Job Summary:
AMD is a company dedicated to building innovative products that drive next-generation computing experiences. They are seeking a Systems Design Engineer to focus on AI infrastructure, responsible for creating reference architectures and technical documentation to support internal teams and customers in their hardware and software decisions.
Responsibilities:
• Apply your expertise to shape AI infrastructure by creating reference architectures, configuration guides, and deployment blueprints that help internal teams and customers make informed hardware and software decisions.
• Perform deep technical evaluations of AI stacks across compute, storage, networking, and observability layers, documenting how they work, where they fit, and the tradeoffs involved.
• Design and execute reproducible experiments and benchmarking harnesses to compare technologies such as schedulers, distributed training libraries, and observability stacks.

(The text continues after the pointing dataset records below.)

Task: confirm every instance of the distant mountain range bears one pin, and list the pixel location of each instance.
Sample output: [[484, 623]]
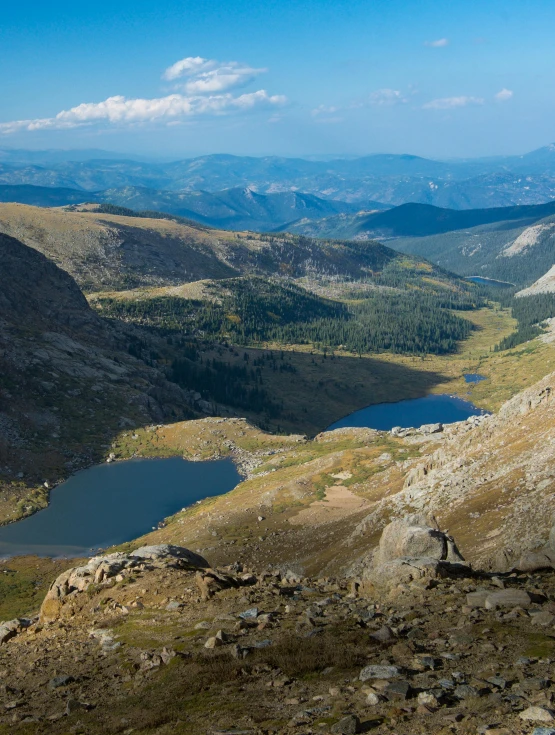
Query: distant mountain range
[[233, 209], [514, 244], [416, 220], [391, 179]]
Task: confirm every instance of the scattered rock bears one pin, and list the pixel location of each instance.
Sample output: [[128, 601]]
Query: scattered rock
[[378, 671], [348, 725], [537, 714]]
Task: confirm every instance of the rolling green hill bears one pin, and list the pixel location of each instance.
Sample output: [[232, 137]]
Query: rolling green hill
[[233, 209]]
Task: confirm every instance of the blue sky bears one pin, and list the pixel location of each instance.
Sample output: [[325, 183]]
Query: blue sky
[[289, 77]]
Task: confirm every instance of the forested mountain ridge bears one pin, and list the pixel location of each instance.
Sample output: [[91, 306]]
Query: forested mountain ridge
[[420, 220], [107, 252], [233, 209], [508, 251], [388, 178]]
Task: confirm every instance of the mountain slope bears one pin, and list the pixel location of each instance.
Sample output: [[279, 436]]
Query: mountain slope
[[112, 252], [234, 209], [508, 251], [420, 220], [67, 382], [392, 179]]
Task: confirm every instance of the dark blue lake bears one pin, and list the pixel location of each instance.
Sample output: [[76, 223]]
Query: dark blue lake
[[113, 503], [415, 412]]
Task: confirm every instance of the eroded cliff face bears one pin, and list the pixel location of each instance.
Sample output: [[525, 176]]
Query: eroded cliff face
[[67, 382]]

• Develop small reference implementations and tools to validate performance hypotheses, analyze system behavior and more.
• Build a library of technical artifacts—including presentations, design documents, and “how it works” guides, to support pre-sales engineers and enable others to skill up from an HPC perspective.

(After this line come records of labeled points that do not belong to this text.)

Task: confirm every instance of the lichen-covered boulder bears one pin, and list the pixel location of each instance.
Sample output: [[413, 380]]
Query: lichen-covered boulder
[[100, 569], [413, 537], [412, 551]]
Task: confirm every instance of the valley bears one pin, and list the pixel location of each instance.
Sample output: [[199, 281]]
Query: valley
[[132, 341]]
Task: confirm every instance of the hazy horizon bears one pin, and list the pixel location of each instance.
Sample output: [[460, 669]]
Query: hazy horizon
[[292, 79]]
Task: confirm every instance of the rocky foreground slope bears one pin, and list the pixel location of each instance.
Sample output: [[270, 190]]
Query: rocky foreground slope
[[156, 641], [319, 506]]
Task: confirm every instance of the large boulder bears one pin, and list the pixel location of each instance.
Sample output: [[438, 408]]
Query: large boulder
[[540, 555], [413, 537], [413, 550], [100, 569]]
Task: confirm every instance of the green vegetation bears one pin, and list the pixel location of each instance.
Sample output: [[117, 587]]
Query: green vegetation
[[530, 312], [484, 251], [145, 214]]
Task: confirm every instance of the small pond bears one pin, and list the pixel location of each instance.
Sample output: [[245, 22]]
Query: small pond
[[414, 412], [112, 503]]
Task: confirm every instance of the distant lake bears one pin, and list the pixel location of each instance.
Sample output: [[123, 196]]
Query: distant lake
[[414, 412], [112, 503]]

• Present findings through demos, documentation, and internal talks, and create templates and checklists to support repeatable evaluations and cluster designs.
Qualifications:
Required:
• Hands-on experience with rack- and row-scale performant infrastructure.
• Ability to explore how AI workloads like inferencing and training fit into large-scale AI infrastructure.
• Self-directed, proactive, and comfortable navigating ambiguity to solve complex problems.
• Clear communication skills and enjoyment in writing technical artifacts.
• Ability to collaborate naturally with internal teams and customers.
• Curiosity, initiative, and a drive to create.
• Bachelors or Masters degree in electrical or computer engineering.
Preferred:
• Engineering mindset: Evidence of end-to-end systems thinking, debugging, and tradeoff decisions.
• AI/HPC cluster background: hands-on familiarity with at least two schedulers and/or orchestration systems (e.g., Slurm, Kubernetes), MPI/OpenMP, distributed storage patterns, or performance analysis.
• Comparative analysis: experience writing evaluation docs/RFCs with clear criteria, benchmarks, risks, and recommendations.
• Strong Linux fundamentals: Linux operating systems, networking, filesystems, containers, performance tooling (perf, flamegraphs, nvprof/rocprof, basic eBPF).
• Clear communication: ability to turn complex systems into accessible, structured documentation with diagrams and reproducible steps.
• AMD ecosystem experience: ROCm, RCCL, Instinct GPUs, EPYC platforms, compiler/toolchain impacts, and performance tuning.
• Distributed training internals: DDP, collective comms, sharded/stateful optimizers; NCCL/RCCL behavior and transport considerations (PCIe, NVLink, IF).
• Orchestration models: Slurm configuration patterns, Kubernetes for HPC/AI (GPU operators, device plugins), Apptainer/Singularity.
• Storage/data: parallel filesystems (Lustre, BeeGFS), object stores, RDMA, data pipeline throughput and caching strategies.
• IaC literacy: Terraform/Ansible for reproducible blueprints—focused on design and sample configs, not running prod clusters.
• Documentation tooling: reproducible docs/workbooks, literate programming notebooks, CI for benchmarks.
Company:
Advanced Micro Devices is a semiconductor company that designs and develops graphics units, processors, and media solutions. Founded in 1969, the company is headquartered in Santa Clara, USA, with a team of 10001+ employees. The company is currently Late Stage.